The next lemma shows that $\widetilde{\mathcal{K}}_{Q}$ controls the convolution of $Q$ with the exponential.

Lemma 5.5.

Suppose $Q$ is real-valued, symmetric $2\times 2$ matrix-function on $\mathbb{R}$ with zero trace and entries in $L^{2}(\mathbb{R})$ . Define $\mathcal{H}_{Q}=N^{*}N$ where $N:N^{\prime}=JQN,N(0)=I$ and assume that $\widetilde{\mathcal{K}}_{Q}<\infty$ . If $O:=e^{x}\int_{x}^{\infty}e^{-s}Qds$ , then $\|O\|_{L^{\infty}(\mathbb{R})}\lesssim\exp(C(\|Q\|_{L^{2}(\mathbb{R})}+\widetilde{\mathcal{K}}_{Q}))\widetilde{\mathcal{K}}_{Q}^{{\frac{1}{4}}}$ where $C$ is a positive absolute constant.

Proof.
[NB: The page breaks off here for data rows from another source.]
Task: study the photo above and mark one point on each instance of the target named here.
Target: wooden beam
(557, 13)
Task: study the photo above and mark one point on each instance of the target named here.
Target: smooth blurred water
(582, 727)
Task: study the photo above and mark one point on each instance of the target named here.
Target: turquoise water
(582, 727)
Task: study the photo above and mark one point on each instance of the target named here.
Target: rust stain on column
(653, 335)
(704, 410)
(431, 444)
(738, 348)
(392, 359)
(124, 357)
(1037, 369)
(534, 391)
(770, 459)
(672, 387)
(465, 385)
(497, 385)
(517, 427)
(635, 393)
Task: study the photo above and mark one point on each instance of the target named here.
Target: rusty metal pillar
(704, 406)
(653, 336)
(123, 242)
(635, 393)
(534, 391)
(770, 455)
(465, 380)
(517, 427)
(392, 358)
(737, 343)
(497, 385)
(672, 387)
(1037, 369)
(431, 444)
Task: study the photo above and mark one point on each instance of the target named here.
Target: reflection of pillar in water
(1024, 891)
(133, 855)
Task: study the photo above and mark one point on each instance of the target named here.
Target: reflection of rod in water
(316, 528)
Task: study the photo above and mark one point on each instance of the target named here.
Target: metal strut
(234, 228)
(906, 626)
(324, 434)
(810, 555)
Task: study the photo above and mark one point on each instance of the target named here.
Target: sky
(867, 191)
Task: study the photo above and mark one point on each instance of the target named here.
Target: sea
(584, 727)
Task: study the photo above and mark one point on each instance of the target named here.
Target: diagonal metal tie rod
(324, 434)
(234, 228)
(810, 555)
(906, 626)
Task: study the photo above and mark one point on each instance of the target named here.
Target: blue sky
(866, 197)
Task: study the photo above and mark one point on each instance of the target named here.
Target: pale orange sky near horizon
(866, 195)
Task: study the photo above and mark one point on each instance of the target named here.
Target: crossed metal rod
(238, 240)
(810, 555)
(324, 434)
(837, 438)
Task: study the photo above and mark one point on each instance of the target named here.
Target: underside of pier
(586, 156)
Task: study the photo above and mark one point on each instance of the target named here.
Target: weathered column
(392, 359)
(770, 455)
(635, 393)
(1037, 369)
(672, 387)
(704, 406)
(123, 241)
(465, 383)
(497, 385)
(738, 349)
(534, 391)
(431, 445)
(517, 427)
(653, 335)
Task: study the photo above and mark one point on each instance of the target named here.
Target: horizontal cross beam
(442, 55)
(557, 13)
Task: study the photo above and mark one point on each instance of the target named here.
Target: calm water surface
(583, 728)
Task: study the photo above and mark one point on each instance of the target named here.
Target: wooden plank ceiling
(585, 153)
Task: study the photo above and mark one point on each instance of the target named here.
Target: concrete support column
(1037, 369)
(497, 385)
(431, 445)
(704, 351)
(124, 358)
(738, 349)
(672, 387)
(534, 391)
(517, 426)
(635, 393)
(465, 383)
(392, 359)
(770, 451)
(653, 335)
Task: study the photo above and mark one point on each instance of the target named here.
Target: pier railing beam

Let $R=\|Q\|_{L^{2}(\mathbb{R})}$ and $E=\widetilde{\mathcal{K}}_{Q}$ . We split the proof into several steps.

1. Bound for a single interval $[0,1]$ . The definitions (3.5) and (3.14) imply that $\widetilde{\mathcal{K}}_{Q}^{+}\leqslant E$ . From Theorem 1.2 and Theorem 3.2 in [3], we know that $\mathcal{H}_{Q}$ admits the following factorization on $\mathbb{R}_{+}$ : $\mathcal{H}_{Q}=G^{*}WG$ where $G$ and $W$ satisfy conditions:

	$\displaystyle G^{\prime}=J(v_{1}+v_{2})G,\quad\\|v_{1}\\|_{L^{1}(\mathbb{R}_{+})}\lesssim E,\quad\\|v_{2}\\|_{L^{2}(\mathbb{R}_{+})}\lesssim E^{{\frac{1}{2}}}\,,$		(5.28)
	$\displaystyle\det G=1,\quad v_{1}+v_{2}=(v_{1}+v_{2})^{*}\,,$		(5.29)

and

\displaystyle W\geqslant 0,\quad\det W=1,\quad\|\text{tr}\,W-2\|_{L^{1}(\mathbb{R}_{+})}\lesssim E\,.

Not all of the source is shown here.